What I had done to the code to simplify it was to replace the use of dozens of ivars with a map. Specifically, a ConcurrentHashMap<String, Double> where I would make the setters and getters use specific keys so that the API to the class appears as if the ivars as distinct, but they're all really being looked up in the map.

This was done because the data needed to be outputted in a JSP as an XML data stream. With the Map, I was able to make a very simple loop and the dozens of getters and output statements were reduced to a few in a loop. Massive simplification that was really a long time overdue. Everything was working fine until I ran into the following code:

  Double  newValue = (obj == null ? 0.0 : obj.getMyValue());

where:

  public Double getMyValue() {
    return (_values == null ? null : _values.get("myValue"));
  }

where the _values is the ConcurrentHashMap<String, Double> that stored all the values.
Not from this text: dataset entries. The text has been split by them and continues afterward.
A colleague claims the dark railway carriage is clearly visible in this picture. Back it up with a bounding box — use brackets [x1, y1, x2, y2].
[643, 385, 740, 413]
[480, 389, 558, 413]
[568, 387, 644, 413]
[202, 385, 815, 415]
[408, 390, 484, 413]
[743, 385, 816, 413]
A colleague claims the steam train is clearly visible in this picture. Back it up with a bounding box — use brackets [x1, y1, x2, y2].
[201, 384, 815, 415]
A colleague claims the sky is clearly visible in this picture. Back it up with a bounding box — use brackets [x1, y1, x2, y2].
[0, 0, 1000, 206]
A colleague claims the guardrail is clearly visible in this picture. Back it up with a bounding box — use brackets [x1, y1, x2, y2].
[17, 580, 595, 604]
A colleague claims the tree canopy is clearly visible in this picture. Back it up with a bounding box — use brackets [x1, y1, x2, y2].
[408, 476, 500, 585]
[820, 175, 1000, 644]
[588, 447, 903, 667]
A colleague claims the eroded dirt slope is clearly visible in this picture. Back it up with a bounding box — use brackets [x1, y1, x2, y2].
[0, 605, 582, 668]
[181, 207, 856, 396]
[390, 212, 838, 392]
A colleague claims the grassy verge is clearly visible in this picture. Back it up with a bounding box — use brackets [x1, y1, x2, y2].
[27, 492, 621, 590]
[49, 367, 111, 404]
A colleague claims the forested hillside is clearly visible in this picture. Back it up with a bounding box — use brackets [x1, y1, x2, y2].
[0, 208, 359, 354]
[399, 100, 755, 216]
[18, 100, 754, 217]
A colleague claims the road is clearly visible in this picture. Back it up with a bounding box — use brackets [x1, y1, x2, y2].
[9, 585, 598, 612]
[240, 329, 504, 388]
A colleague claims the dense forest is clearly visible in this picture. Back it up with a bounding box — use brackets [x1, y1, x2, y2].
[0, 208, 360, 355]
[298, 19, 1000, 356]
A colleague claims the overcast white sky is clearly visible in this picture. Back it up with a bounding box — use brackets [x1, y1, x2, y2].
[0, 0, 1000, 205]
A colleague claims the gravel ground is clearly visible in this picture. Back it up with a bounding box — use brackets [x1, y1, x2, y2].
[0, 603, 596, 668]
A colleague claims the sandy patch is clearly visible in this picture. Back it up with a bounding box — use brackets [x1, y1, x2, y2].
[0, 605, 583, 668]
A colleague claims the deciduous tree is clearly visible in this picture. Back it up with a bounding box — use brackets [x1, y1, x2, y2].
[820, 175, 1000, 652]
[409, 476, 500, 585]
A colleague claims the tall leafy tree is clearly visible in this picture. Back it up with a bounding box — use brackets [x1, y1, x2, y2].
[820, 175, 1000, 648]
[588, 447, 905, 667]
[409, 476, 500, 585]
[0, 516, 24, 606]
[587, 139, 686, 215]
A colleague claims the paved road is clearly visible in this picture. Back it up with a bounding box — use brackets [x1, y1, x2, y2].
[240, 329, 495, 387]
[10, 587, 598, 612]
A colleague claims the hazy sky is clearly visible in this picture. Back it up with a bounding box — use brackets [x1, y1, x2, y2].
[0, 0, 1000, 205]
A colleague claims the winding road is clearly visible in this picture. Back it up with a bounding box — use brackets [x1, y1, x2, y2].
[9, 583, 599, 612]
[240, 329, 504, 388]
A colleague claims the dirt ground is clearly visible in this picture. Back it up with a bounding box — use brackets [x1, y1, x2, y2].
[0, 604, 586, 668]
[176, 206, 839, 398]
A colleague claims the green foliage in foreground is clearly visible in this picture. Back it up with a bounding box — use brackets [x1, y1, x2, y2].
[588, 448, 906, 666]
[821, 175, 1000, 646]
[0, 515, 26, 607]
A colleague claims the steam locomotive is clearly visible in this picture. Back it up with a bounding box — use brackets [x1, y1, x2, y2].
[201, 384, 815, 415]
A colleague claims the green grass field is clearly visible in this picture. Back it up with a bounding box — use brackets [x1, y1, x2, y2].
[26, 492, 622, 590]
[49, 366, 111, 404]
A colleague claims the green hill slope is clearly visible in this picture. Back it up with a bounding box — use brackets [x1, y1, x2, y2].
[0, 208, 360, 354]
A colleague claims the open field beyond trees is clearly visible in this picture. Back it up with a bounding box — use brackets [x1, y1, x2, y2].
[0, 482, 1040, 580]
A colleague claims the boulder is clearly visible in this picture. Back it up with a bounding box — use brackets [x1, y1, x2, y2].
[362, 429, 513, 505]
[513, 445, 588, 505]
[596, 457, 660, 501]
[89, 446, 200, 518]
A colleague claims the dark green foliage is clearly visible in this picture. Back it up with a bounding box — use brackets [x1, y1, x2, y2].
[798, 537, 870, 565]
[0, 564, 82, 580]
Because of the nature of the ConcurrentHashMap<String, Double> neither the key nor the value could be null. Still, I was setting the value to a Double so that shouldn't be an issue. Or should it?

When I added setting a new Double(0.0) for all values in the _values Map, the error went away. What's the lesson here? I believe it's that the conditional having the 0.0 first sets the expected datatype for the second part of the conditional, and when it's null, a NullPointerException is thrown, but since it's in the return call, the exception is actually reported on the line where the method returns.

What have I learned? That with autoboxing, you have to be very, very careful about the nulls floating around your code. But more importantly, their use should really be limited because the overhead of the conversions is hidden in the code, and problems such as these don't show up as easily.

Then again, I've never had problems with these guys, but then again, I harly ever use them. I'm far more interested in the explicit conversions than implicit conversions done by the compiler or runtime.